In answering a question, he cautioned against adventurism. You have to create the conditions first and then move forward. He was very clear on this. This is the issue of stages of development, sequencing and offering the correct incentives, together with fair choices and equity. The question also adverted to differing salary levels .Won’t parallel staff object and protest against sharply differing salary structures. You need to be circumspect .We were mindful of such pitfalls When we offered the higher scales, we offered it to all. That is those who had been in the system for a long time and the newcomers. Only they had to appear before the Review Committee and pass the stringent tests and standards. Whether to come before the Review Committee was left to them.
What about hostile critics and opposition to innovation and change? Oh there was a lot of it. But we were ready for it and we expected it. Change always threatens those conditioned to drift and status quo-ism. But this lasts only for a limited transitional period, maybe two, three or four years. By that time the innovations start to show results, the climate of skepticism erodes. Thereafter you can maneuver the process so that people buy into change. New norms replace obsolete ones as a matter of course.
Prof Atta in his humility was not triumphalist about all this. His position was that you could do this in any South Asian country, Sri Lanka included. He asserted that we should join together and do it. It was our birthright to graduate into change, innovation and higher levels of praxis. He offered to meet our President and show him the power point presentation.

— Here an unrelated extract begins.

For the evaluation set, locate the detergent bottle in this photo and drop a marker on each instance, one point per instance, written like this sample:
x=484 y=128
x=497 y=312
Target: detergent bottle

How should we look at a man like Prof Atta? How do we characterize him? A Prophet, a Modernist, a Visionary, a Tagorean Scientist? That is a fascinating question.
For me, the last slide he showed revealed the answer. He had shown it earlier but came back to that image to end his Hardtalk. It was a slide of a group of young Pakistani scientist daughters and sons, confidently smiling for the camera. They were those who had come through his new birth. They were the new 21st century Pakistan. That gives us the clue to Prof Atta.
Here was a man rooted in his people and culture. So there is no question of him selfishly enjoying the luxuries of the West. He comes back full of optimism. I am a born optimist, he said. That is optimism coming out of self confidence and roots in his culture and civilization. He is deeply political in the best sense of the word. He sensitively understands the whirligig of realpolitik. He is confident to talk to and convince the Head of State. It was he who did the convincing of the President. True, the credit is shared by the President himself, who could empathize with Prof Atta’s vision. Both visions were conjoined - that is how great breakthroughs are made.
Therefore Prof Atta is a civilizational figure in the Tagorean sense. He is far too big to be mired in nationalism. He thinks and dreams as a utopian, with his feet firmly on the Pakistani ground.
Thank you Prof Atta for this bonanza of inspiration and example .What we heard was how the new Asian Millenium was being born.
The two host institutions could do a great service by bringing out a slim booklet on the presentation and republishing it in all the national languages.